Love Your Agent? We Want to Hear From You
Calling all agented, published (or soon-to-be published) writers: We’re hard at work on our next agent-focused issue, and we want to hear from you. What do you love about your agent? How has your author/agent relationship enriched your writing life in unexpected ways?
Calling all agented, published (or soon-to-be published) writers: We're hard at work on our next agent-focused issue, and we want to hear from you. What do you love about your agent? How has your author/agent relationship enriched your writing life in unexpected ways?
Email your gratitude (a short paragraph is fine—a bit longer works too!) to writers.digest@fwmedia.com with "Love My Agent" in the subject line. Include your agent's name and agency and the title of your most recent book. Select responses may be edited for space and clarity and will appear in Writer's Digest magazine and its related publications and website. (By submitting, you grant permission.)
Need some inspiration before writing your own ringing endorsement? Below, read The Maze Runner author James Dashner gush about his own agent in this excerpt from the October 2011 Writer’s Digest:
Young Adult Bestseller James Dashner on His Agent: Michael Bourret
Literary agents: You can’t live with them; you can’t live without them. Oh, wait, that’s my kids! An agent is actually someone I absolutely could never live without. I know there may be instances in the industry when it’s OK for authors to handle their own affairs, but I honestly think they’re extremely rare.
My agent, Michael Bourret, has done so much for my career that I owe him the spotlight here in offering you a glimpse into the nitty-gritty details of why he is such an integral part of my success.
I won’t rehash the usual stuff about an agent getting your work on the desks of major houses and editors, but I want to make a very important point about money. I often hear writers who decline to seek an agent say, “Why would I want to give 15 percent of my money to someone else?”
Here’s my answer: “Would you rather make 100 percent of a little, or 85 percent of a lot?” In every single case with what Michael has sold on my behalf, he’s significantly raised the value of what I receive as the author, both in advances and in the worth of the contract terms themselves. In other words, paying that 15 percent has made me more than that 15 percent many times over.
But Michael is much more than some guy in some city who makes sure I’m compensated fairly. No. 1, he’s become a good friend, and I think this is vital to the author-agent relationship. If you can’t get along or feel comfortable together, you’re in for a miserable experience. Also, Michael is an excellent communicator, and I can’t tell you how important this is to an author. Questions, concerns, issues—when you know you can ask about anything at any time and get help quickly, it lifts much of the burden of worry from your shoulders. Putting it another way, a good agent does whatever it takes so that the author can focus on what’s most important: writing.

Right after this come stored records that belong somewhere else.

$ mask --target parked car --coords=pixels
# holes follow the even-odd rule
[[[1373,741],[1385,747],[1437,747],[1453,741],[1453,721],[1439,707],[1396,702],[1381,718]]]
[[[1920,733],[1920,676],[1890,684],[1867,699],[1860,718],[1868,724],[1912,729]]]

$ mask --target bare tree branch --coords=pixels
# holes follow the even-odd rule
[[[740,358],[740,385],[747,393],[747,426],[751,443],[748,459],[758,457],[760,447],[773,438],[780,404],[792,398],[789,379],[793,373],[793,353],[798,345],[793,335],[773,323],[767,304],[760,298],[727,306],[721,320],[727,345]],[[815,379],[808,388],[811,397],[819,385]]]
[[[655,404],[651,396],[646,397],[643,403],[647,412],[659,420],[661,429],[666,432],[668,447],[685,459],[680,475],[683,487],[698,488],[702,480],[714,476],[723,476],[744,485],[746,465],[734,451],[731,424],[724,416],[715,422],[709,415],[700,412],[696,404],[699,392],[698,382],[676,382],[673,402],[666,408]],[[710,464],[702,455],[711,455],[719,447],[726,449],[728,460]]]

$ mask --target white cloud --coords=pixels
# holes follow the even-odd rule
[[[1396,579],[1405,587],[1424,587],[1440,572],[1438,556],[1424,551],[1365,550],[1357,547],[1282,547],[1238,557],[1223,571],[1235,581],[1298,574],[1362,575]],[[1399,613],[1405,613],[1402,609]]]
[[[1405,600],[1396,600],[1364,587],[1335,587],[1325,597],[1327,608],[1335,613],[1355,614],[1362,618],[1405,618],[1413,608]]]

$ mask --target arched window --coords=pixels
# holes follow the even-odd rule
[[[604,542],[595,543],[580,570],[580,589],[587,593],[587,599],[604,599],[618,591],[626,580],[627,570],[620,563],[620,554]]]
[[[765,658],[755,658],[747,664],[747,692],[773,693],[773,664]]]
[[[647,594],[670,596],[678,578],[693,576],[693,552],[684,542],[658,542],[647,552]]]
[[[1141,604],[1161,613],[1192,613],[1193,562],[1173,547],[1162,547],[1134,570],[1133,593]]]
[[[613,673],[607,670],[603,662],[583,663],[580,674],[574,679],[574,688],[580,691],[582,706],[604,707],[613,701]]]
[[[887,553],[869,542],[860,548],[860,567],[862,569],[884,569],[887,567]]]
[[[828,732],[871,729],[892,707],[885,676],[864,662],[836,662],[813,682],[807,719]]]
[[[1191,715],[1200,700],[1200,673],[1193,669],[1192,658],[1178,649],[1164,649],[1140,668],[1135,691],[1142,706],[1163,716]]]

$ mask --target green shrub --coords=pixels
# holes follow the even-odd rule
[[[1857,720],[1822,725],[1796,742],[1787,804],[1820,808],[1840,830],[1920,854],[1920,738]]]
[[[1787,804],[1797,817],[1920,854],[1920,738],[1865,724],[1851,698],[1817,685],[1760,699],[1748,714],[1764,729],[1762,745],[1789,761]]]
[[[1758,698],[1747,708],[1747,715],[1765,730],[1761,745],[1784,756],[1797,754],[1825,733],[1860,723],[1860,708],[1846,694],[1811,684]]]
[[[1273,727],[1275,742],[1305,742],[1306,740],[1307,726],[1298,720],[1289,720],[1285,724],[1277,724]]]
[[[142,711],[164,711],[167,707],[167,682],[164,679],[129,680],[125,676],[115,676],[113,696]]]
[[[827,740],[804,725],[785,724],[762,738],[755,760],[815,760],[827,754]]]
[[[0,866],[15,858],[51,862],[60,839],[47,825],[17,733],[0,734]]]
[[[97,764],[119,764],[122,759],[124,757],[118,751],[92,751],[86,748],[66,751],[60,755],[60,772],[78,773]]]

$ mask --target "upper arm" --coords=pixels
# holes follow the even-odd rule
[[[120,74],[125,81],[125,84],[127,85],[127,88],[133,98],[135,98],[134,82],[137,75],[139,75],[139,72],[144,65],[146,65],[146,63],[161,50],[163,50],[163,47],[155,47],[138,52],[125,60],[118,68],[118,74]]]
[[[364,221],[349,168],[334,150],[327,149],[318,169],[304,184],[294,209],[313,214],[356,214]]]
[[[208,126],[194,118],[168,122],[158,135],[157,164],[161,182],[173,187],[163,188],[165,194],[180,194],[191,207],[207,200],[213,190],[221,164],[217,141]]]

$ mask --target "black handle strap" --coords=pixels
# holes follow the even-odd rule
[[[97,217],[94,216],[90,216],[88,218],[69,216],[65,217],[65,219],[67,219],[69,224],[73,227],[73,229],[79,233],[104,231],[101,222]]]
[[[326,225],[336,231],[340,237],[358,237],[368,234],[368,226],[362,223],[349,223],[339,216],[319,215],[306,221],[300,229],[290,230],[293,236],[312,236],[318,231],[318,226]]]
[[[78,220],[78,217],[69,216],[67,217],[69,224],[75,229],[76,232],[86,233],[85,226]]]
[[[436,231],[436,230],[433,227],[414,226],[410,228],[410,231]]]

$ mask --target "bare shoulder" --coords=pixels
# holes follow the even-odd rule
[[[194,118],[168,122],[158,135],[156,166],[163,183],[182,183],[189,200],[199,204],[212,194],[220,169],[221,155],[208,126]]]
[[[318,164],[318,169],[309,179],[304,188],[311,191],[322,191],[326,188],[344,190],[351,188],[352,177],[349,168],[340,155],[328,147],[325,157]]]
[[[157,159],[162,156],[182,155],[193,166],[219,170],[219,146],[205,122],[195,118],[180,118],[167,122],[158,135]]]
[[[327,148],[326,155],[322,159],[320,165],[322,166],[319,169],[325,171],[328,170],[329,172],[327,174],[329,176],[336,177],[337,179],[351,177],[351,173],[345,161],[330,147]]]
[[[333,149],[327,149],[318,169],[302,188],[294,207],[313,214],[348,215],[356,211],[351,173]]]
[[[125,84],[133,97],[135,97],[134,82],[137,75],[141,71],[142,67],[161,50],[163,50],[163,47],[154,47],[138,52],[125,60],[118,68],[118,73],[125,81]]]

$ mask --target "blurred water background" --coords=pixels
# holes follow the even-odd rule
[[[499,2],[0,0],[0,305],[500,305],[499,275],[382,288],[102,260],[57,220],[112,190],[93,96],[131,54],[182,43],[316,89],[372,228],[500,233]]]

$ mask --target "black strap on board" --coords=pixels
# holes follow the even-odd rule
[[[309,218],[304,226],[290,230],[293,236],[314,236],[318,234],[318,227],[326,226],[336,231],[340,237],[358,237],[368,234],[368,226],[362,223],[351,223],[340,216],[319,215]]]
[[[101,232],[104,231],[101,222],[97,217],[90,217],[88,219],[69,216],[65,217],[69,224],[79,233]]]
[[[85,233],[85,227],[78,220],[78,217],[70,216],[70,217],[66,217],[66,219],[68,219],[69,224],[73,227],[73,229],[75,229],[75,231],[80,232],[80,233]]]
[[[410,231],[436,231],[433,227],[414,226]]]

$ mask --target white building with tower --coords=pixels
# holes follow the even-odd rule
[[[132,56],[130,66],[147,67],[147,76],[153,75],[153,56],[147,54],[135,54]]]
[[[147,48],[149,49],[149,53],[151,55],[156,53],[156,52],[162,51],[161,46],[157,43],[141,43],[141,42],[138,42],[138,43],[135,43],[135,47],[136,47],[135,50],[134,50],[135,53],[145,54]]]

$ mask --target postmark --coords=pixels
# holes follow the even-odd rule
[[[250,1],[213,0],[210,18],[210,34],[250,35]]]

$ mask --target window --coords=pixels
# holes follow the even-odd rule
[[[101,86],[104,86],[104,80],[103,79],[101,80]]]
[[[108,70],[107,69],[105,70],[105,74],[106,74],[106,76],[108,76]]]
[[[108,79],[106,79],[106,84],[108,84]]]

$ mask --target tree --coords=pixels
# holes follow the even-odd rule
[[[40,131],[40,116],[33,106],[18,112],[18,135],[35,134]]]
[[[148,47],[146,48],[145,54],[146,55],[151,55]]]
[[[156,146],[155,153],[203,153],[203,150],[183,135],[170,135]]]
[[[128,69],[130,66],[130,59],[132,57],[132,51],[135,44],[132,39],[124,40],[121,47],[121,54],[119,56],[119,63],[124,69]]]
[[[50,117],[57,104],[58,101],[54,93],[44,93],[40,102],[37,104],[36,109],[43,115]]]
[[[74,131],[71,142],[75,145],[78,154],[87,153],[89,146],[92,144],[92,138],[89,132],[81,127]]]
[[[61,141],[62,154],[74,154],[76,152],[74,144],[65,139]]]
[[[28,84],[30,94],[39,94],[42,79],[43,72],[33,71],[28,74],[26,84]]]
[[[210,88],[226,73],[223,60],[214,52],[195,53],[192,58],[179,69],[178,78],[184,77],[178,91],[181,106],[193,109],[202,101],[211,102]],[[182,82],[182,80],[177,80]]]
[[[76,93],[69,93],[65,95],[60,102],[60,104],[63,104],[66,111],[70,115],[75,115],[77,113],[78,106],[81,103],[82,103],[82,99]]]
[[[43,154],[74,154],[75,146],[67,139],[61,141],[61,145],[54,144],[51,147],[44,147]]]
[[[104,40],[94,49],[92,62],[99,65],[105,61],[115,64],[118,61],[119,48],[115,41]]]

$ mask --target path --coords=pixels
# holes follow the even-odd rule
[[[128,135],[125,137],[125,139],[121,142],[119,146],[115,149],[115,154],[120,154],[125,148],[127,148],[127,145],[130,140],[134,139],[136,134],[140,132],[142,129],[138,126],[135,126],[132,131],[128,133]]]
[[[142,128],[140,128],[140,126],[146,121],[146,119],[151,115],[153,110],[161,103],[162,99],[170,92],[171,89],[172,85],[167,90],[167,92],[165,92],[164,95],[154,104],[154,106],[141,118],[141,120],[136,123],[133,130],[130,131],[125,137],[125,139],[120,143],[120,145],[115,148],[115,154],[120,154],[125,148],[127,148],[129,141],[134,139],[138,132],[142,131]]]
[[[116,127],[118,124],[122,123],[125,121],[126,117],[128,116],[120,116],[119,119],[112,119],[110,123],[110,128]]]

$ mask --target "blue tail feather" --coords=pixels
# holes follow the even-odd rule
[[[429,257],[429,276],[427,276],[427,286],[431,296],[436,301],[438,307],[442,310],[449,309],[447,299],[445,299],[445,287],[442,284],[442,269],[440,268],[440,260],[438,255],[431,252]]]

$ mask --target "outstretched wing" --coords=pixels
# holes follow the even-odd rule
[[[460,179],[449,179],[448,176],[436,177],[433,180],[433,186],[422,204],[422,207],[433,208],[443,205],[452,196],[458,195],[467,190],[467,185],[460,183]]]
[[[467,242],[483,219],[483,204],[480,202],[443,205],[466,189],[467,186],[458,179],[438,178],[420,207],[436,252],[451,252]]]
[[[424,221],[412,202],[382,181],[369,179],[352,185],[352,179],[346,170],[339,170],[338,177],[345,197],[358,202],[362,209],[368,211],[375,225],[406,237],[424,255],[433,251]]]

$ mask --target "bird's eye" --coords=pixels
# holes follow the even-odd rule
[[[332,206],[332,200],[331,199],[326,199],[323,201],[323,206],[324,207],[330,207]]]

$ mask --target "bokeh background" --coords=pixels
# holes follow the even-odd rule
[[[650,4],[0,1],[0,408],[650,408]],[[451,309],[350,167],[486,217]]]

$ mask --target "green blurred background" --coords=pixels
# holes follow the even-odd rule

Speaking of writing, here’s another asset Michael provides: feedback. With that alone he would earn his 15 percent. For example, when he first signed me as his client, we spent a couple of weeks going back and forth to improve the manuscript that would become my debut novel, The Maze Runner, before he sent it out to editors. Once he felt it was ready, it took only a couple of weeks for him to sell it to Random House. Since then, the rest of the trilogy has been, in some ways, a collaborative effort between Michael, me, and my editor, Krista Marino. In fact, there are some very important plot points in the series that were born in Michael’s brain.
Michael has also played a vital role in strategizing my career path. But that’s not to say it’s all business. He has taken the roles of coach, cheerleader and fan, all wrapped into one. I, like many creative types, suffer from major bouts of self-doubt. And Michael has an uncanny ability to lift me out of such doldrums and boost my confidence. His motivational speeches have saved many a writing day for me. He also takes me out to dinner sometimes and puts up with my ridiculous sense of humor. Bonus.
I know this article will embarrass Michael (and I’m only a tiny bit happy about that). But I know of no other way to express how enormously important I feel it is to have an agent—a good agent—except by relating my own experience. I absolutely, positively, no doubt about it would not be where I am today without him. With all of my heart, I wish all of you out there who are searching for such an agent the very best of luck. The good news is that my wonderful agent is not the only one!